But in the aftermath of the Zombie Apocalypse, you may find yourself hard pressed to put together a guest list of eight living people for that dinner party you’ve been planning. If you need to invite some of your zombie neighbors over to fill those empty places, the following tips will help ensure that things go smoothly.

Setting the Table for Zombies

Don’t waste your time agonizing over the proper placement of the utensils or glassware. Zombies don’t know a salad fork from a spleen. Instead, you should focus on a table setting that’s more functional than decorative. An industrial tarp will be much more durable and stain-resistant than your fancy table linen, and sheets of plastic will protect your windows, walls, and family photos from the inevitable spatter when the zombies begin shoveling food into their gaping, rotting maws.

Saying Grace

Religion can be a touchy subject around zombies. Some adhere to Caribbean voodoo beliefs, while others may choose to gather in subterranean grottoes and worship undetonated nuclear warheads. Others still may profess no belief, and may eschew the social norms of saying grace in favor of simply diving into the food and devouring it with reckless abandon. If you must start dinner off with a prayer, keep it short and try to avoid words like “unholy” and “abomination.”
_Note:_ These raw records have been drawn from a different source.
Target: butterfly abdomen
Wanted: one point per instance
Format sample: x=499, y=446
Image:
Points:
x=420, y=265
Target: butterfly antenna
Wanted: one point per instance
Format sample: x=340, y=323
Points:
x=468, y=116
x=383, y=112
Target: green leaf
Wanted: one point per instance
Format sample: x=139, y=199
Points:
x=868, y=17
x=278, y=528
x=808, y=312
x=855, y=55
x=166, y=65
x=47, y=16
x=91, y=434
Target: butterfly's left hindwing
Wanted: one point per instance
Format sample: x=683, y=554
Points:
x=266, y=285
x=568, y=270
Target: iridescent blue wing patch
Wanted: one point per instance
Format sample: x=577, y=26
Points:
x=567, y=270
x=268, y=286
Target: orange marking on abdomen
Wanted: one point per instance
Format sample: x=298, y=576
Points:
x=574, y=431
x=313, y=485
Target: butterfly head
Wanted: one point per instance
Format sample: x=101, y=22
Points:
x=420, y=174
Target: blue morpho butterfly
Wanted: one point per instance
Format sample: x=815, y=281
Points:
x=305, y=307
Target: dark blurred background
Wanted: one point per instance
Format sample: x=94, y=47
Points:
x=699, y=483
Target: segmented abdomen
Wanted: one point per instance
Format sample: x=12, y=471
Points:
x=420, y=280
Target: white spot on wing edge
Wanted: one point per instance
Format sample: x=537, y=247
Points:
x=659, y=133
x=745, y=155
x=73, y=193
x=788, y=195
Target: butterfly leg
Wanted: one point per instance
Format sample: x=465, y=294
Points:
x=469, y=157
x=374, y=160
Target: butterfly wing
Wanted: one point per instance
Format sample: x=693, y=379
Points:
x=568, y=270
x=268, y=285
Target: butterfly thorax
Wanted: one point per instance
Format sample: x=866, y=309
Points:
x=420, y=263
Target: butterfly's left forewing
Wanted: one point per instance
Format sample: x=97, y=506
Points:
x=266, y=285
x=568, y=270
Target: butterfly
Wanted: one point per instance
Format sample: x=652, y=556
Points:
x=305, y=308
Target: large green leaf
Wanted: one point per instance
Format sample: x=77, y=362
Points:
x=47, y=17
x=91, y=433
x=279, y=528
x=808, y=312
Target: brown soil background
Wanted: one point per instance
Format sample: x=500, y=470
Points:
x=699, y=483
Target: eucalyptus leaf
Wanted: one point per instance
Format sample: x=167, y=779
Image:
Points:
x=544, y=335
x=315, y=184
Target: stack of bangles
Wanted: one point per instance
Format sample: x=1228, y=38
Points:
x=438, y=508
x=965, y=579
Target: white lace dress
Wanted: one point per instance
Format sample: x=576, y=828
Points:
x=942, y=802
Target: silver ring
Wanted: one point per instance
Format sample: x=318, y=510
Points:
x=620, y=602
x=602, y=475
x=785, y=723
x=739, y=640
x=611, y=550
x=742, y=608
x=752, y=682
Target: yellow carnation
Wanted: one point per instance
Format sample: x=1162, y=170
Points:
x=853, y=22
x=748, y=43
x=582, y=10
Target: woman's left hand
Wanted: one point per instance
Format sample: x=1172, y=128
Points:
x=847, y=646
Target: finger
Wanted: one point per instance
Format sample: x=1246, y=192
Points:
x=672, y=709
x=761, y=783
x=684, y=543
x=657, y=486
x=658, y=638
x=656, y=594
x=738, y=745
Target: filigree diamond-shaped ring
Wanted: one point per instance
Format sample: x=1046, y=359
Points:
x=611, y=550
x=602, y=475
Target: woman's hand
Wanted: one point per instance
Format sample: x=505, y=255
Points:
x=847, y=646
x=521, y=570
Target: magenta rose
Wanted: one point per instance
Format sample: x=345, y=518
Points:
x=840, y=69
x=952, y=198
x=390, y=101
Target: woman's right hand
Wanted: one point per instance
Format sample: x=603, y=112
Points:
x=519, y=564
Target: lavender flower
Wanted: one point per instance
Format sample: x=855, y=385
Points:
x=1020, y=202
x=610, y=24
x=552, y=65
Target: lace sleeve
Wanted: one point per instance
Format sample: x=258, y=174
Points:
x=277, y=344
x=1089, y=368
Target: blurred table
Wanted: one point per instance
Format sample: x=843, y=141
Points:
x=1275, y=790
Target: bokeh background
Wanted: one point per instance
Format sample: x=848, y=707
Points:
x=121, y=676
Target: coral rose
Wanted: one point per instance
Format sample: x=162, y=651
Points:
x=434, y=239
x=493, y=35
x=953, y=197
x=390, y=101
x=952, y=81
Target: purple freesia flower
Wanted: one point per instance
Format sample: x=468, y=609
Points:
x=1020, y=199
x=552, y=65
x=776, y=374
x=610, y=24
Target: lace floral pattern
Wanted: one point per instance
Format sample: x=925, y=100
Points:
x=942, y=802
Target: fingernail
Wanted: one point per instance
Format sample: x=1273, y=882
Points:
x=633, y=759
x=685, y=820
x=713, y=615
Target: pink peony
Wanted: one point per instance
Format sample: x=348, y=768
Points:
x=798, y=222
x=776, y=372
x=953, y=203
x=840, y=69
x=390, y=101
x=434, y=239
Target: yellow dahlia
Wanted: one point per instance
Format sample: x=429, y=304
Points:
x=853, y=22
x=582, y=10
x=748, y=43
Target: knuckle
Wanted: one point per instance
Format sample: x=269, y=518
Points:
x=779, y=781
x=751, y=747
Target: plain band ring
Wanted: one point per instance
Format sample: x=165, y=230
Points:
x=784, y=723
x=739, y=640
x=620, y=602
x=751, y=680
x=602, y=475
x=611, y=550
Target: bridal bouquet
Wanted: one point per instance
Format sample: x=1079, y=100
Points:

Setting a Menu for Zombies

Zombies aren’t known for their discerning taste, and probably won’t be impressed by a wide array of appetizers or a professional wine selection. In fact, your best bet is to simply provide several buckets of fresh brains, with an occasional heart or intestine thrown in to spice things up.

Zombies also tend to be ravenous, as they’re lacking any kind of neurological trigger to let them know when they’re “full.” For this reason, you should be careful about portioning out the brains so your zombie guests won’t overeat to the point of exploding. Should this happen despite your best efforts, at least your tarps and plastic sheets will make cleanup a breeze.

Making Conversation with Zombies

Most zombies have long since lost the capacity for human speech, but there remain a small minority with limited communication skills. Try not to leave them out when you’re conversing with your other dinner guests. If necessary, steer the conversation to a topic of interest to zombies, such as brains.

You should also bear in mind that even the most talkative of zombies will likely be missing a portion of its face, lips, or tongue, which can make communication problematic at best. This should provide you with a good opportunity to practice your listening skills. Nod occasionally, and respond with noncommittal replies such as “Uh huh,” or “I see.” Body language can also be important when conversing with a zombie, assuming it has enough body left for non-verbal communication.

Wrapping Up the Party

Unfortunately, most zombies lack the social skills to know when it’s time to leave. You can try dropping hints, such as yawning incessantly, commenting on the lateness of the hour, or putting on your pajamas. If your zombie guests fail to take the hint, you may be force to resort to more drastic measures, like fire or a double-tap to the brain pan.

Just follow these guidelines for your next zombie dinner party, and you’re sure to be the talk of what’s left of your town!